Energy & Environment, Top Story

Fine-Tuning USDA Efficiency Plan

By Steven Johnson | ECT Staff Writer Published: October 9th, 2012

NRECA says it strongly backs an Agriculture Department initiative that relies on electric cooperatives to help rural residents with the upfront cost of energy-efficiency upgrades.

NRECA has suggested some changes to a proposed USDA energy-efficiency program. (Photo By: Newscom)

NRECA has suggested some changes to a proposed USDA energy-efficiency program. (Photo By: Newscom)

But a few changes to the proposed Energy Efficiency and Conservation Loan Program could produce more participation and value, the association told the department.

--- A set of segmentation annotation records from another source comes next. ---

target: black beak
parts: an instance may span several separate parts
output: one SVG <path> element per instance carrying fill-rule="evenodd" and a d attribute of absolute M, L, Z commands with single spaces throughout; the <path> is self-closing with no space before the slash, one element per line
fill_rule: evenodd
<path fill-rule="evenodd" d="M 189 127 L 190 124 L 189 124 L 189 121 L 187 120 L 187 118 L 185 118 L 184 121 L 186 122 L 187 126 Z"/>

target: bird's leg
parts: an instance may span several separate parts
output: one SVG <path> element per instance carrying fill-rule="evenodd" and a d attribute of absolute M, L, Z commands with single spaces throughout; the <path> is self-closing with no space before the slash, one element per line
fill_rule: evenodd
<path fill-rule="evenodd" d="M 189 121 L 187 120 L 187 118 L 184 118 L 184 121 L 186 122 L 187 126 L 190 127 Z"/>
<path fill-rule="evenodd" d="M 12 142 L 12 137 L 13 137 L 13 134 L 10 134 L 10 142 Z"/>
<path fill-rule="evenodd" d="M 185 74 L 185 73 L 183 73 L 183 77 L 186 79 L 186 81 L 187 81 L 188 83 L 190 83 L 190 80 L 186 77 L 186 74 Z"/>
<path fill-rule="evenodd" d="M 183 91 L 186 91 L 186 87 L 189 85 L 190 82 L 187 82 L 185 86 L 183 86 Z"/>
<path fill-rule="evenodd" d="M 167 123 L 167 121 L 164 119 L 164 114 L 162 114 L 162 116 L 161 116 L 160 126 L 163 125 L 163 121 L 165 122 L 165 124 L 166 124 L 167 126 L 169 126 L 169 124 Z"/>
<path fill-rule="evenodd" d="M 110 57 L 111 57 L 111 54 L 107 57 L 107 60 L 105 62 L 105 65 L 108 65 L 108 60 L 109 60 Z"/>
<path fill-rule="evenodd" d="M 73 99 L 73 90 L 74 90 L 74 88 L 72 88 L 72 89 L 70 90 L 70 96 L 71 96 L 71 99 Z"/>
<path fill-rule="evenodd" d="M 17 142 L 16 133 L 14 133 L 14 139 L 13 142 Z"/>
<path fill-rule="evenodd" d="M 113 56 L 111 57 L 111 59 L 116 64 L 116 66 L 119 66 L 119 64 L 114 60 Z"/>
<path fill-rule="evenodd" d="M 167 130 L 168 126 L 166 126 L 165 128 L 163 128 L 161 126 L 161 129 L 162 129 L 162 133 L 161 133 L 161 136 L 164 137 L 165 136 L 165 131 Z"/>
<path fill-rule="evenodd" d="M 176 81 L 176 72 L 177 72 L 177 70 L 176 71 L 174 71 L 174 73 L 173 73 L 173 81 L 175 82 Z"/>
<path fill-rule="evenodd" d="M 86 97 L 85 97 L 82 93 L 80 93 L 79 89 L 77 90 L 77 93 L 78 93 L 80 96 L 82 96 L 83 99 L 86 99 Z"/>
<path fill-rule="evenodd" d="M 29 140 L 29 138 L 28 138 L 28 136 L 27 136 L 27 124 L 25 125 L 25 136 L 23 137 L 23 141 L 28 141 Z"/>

“Although the proposed program offers much-needed additional resources to enable cooperatives to implement energy efficiency measures, enhanced program flexibility and discretion will result in a more cost-effective, efficient and successful voluntary program that will be more fully utilized by cooperatives to meet identified local needs,” NRECA said in a Sept. 26 filing.

The comment came in response to USDA’s request for input on the program, which would make about $250 million initially available to G&Ts and distribution co-ops through the Rural Utilities Service.

Co-ops would make microloans to members for efficiency improvements, which could be repaid through a charge on monthly electric bills, or by other means. The program uses energy savings from the upgrades to help offset the loan payment.

NRECA said the new endeavor will supplement existing efforts―about 96 percent of co-ops operate some type of efficiency program―and go beyond the smaller-scale Energy Resource Conservation loans that RUS currently offers.

“ERC loans are for more limited purposes than the proposed program, which would add load-modifying renewable resources and demand-side management improvements, among others, as eligible activities,” NRECA said.

In its filing, NRECA said USDA should make the new program more accessible by extending its five-year limit for demonstrating the cost-effectiveness of efficiency upgrades.

“Changing the requirement from 5 years to 10 years will permit cooperatives and their consumers to dig more deeply and achieve greater total amounts of energy efficiency,” NRECA said.

“It will enable co-ops to broaden their programs to include consumers who might not otherwise be able to participate.”